There is no escape from the burning desire within us for the true, the good, the beautiful. Each of us lives with the inextinguishable expectation that life is supposed to make sense and satisfy us deeply. Even the most jaded atheist feels cheated if he doesn’t experience meaning, purpose, peace – in a word – happiness in this life. But just where does this universal expectation for personal fulfillment come from? It isn’t something we drum up or manufacture on our own. Rather, the burning yearning for “what is real” is incorporated into our design.”1

Burning Yearning

Bruce Springsteen resonates with this “burning yearning”. When he inducted U2 into the Rock and Roll Hall of Fame in 2005, Springsteen said,

A great rock band searches for the same kind of combustible force that fueled the expansion of the universe. They want the earth to shake and spit fire, they want the sky to split apart and for God to pour out.” Springsteen continued, “It’s embarrassing to want so much and expect so much from music, except, sometimes it happens.”2

There it is. This burning desire is an intricate part of our design. It is the basic instinct that we’re made for something more. And that “something more” is beyond us. It eludes us. But whatever “it” is, we want it. This burning is within each leader.

Attraction of Infinity

Seven years ago I started Freedom to Lead International, an organization focused on cultivating leaders to reach their divine destiny. I chose that name because much is at stake in the way leaders practice freedom in light of our longing. “Freedom is the capacity for infinity,” writes Lorenzo Albacete, “I am free each time I walk along the path that moves me into infinity.”3

In other words, true freedom is what enables me to reach my infinite destiny. However, as Albecete observes, “If I choose to act in a particular way that separates me from my infinite destiny, I lose something of my freedom and move closer to the abyss of not being free.” This is what often happens when leaders don’t know where to direct the fire that is inside. They settle for shortcuts. They abuse people in pursuit of success or good reputation. They compromise principle for profit. To satisfy this desperate desire, they end up burning others or getting burned.

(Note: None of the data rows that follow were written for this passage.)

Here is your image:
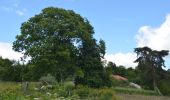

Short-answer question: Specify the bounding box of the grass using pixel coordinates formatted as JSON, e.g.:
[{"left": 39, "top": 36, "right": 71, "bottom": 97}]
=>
[
  {"left": 0, "top": 82, "right": 116, "bottom": 100},
  {"left": 113, "top": 87, "right": 159, "bottom": 96}
]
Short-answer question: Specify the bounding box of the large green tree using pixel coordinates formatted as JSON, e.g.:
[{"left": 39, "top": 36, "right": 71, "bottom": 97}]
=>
[
  {"left": 13, "top": 7, "right": 109, "bottom": 86},
  {"left": 134, "top": 47, "right": 169, "bottom": 92}
]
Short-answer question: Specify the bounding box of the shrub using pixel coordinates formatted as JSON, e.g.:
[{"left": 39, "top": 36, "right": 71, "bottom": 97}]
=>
[
  {"left": 158, "top": 80, "right": 170, "bottom": 96},
  {"left": 40, "top": 74, "right": 57, "bottom": 85}
]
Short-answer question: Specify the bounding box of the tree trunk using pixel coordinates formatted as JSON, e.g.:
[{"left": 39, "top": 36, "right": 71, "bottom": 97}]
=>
[{"left": 153, "top": 80, "right": 162, "bottom": 95}]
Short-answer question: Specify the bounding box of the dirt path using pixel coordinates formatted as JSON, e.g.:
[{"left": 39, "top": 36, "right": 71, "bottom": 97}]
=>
[{"left": 116, "top": 94, "right": 170, "bottom": 100}]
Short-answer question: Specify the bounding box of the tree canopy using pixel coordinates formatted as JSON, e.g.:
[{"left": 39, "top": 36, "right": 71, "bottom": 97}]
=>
[
  {"left": 134, "top": 47, "right": 169, "bottom": 91},
  {"left": 13, "top": 7, "right": 110, "bottom": 86}
]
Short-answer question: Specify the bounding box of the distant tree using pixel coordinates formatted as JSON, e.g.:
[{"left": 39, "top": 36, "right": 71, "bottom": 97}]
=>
[
  {"left": 134, "top": 47, "right": 169, "bottom": 91},
  {"left": 0, "top": 57, "right": 23, "bottom": 82},
  {"left": 99, "top": 39, "right": 106, "bottom": 58},
  {"left": 105, "top": 61, "right": 116, "bottom": 74},
  {"left": 13, "top": 7, "right": 110, "bottom": 86}
]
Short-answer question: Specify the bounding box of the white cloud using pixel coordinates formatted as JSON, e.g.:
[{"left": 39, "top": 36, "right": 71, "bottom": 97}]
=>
[
  {"left": 0, "top": 42, "right": 23, "bottom": 60},
  {"left": 1, "top": 0, "right": 27, "bottom": 16},
  {"left": 16, "top": 10, "right": 24, "bottom": 16},
  {"left": 135, "top": 14, "right": 170, "bottom": 50},
  {"left": 105, "top": 53, "right": 137, "bottom": 68}
]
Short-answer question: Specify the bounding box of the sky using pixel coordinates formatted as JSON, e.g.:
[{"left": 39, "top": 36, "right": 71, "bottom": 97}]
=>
[{"left": 0, "top": 0, "right": 170, "bottom": 68}]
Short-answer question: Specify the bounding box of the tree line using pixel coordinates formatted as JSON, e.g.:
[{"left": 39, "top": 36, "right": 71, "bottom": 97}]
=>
[{"left": 0, "top": 7, "right": 170, "bottom": 95}]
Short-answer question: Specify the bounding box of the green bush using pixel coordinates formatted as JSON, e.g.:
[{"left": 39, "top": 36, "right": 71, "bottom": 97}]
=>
[
  {"left": 40, "top": 74, "right": 57, "bottom": 85},
  {"left": 158, "top": 80, "right": 170, "bottom": 96}
]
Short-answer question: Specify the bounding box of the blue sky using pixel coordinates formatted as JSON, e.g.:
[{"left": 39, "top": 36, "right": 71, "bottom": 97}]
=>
[{"left": 0, "top": 0, "right": 170, "bottom": 66}]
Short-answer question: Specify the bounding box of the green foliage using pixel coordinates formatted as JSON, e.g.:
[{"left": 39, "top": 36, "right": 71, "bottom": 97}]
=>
[
  {"left": 13, "top": 7, "right": 110, "bottom": 87},
  {"left": 40, "top": 74, "right": 57, "bottom": 85},
  {"left": 134, "top": 47, "right": 169, "bottom": 91},
  {"left": 158, "top": 79, "right": 170, "bottom": 96},
  {"left": 113, "top": 87, "right": 159, "bottom": 95}
]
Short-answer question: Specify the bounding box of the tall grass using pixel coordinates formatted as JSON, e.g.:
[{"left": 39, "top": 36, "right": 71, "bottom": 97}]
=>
[{"left": 113, "top": 87, "right": 159, "bottom": 96}]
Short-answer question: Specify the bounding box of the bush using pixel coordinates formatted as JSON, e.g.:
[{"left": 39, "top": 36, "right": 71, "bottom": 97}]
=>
[
  {"left": 158, "top": 80, "right": 170, "bottom": 96},
  {"left": 40, "top": 74, "right": 57, "bottom": 85}
]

Leaders can be rescued from the abyss, observed Albacete, “only when the attraction of infinity wins over whatever is attracting me away from it. This is the redemption of my freedom.”

True freedom satisfies our ultimate longing, and guides us into our highest potential. This is the real freedom to lead.

 

1 Magnificat, December 2001.

2 http://rockhall.com/inductees/u2/transcript/bruce-springsteen-on-u2/

3 Lorenzo Albacete, God at the Ritz: Attraction to Infinity.